In order to check that the dataset was representative of the general US population, researchers cross-checked the subset of Vermont on Geni.com with profiles against the state’s death registry.
‘There is a geographical bias as most of our users are from Europe or the US so we don’t have a global view’, said Dr Kaplanis.
‘However, to test this socio-economic bias we collected death certificates from the Vermont department of health and matched those death certificates to the data in the tree’, she said.
By using social media data, researchers gave created a tree using the genetic data from 86 million publically available profile from a crowd-sourced genealogy website Geni.com. Dr. Yaniv Erlich (pictured) is the study’s senior author
Researchers also obtained every death certificate issued in the state of Vermont, which has an open policy about death certificates, from 1985 to 2000, for a total of nearly 80,000 records.
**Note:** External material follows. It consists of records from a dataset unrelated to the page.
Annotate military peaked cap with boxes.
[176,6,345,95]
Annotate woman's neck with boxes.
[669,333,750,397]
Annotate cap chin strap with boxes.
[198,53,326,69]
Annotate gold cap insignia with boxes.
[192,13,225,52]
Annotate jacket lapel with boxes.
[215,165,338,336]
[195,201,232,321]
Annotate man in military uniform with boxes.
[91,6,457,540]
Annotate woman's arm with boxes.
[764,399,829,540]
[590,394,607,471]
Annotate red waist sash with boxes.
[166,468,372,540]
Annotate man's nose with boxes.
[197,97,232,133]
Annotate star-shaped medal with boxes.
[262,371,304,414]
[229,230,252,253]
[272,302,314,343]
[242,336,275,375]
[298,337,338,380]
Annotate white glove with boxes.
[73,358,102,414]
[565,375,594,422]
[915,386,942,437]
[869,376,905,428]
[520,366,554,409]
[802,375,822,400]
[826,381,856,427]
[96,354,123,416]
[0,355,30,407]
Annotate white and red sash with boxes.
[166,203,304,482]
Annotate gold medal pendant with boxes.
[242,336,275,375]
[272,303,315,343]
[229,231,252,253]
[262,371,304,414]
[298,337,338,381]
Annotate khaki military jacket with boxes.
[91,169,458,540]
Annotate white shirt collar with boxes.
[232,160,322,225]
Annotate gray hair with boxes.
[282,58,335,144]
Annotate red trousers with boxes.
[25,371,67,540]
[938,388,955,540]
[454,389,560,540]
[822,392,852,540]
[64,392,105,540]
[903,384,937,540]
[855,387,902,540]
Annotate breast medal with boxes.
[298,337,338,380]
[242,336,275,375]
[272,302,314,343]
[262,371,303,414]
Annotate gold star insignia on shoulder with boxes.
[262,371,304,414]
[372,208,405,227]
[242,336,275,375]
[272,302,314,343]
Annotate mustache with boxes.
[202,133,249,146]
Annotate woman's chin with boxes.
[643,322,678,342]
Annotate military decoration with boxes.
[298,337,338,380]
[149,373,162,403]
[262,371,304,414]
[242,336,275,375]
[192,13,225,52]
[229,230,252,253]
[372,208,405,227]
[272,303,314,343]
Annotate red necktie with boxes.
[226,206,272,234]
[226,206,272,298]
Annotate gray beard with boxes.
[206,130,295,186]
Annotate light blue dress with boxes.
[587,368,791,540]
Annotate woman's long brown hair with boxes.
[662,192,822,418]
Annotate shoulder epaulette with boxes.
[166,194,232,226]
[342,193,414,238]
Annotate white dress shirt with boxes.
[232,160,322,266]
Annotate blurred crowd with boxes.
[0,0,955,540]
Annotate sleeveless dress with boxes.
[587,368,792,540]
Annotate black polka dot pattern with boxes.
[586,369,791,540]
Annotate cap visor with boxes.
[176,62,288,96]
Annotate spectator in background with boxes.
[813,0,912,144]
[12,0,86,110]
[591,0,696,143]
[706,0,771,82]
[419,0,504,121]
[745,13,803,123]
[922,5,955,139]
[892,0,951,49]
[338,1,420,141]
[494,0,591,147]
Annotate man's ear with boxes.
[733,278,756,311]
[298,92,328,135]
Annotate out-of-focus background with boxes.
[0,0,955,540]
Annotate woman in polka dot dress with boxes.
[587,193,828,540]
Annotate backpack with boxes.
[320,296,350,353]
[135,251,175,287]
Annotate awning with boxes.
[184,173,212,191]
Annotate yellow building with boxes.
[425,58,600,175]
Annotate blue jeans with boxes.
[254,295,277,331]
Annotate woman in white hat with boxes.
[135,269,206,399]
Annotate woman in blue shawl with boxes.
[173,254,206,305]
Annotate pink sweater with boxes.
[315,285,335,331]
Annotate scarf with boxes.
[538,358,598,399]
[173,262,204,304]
‘Through the hard work of many genealogists curious about their family history, we crowdsourced an enormous family tree and boom, came up with something unique,’ said Dr Erlich.
‘We hope that this dataset can be useful to scientists researching a range of other topics’, he said.
All of the data researchers downloaded is publicly available and people will be able to download their information onto the tree and add to the wealth of information.
All of the analysis was done on individuals who are deceased.
‘It’s an exciting moment for citizen science,’ said Melinda Mills, a demographer at University of Oxford who was not involved in the study
‘It demonstrates how millions of regular people in the form of genealogy enthusiasts can make a difference to science.’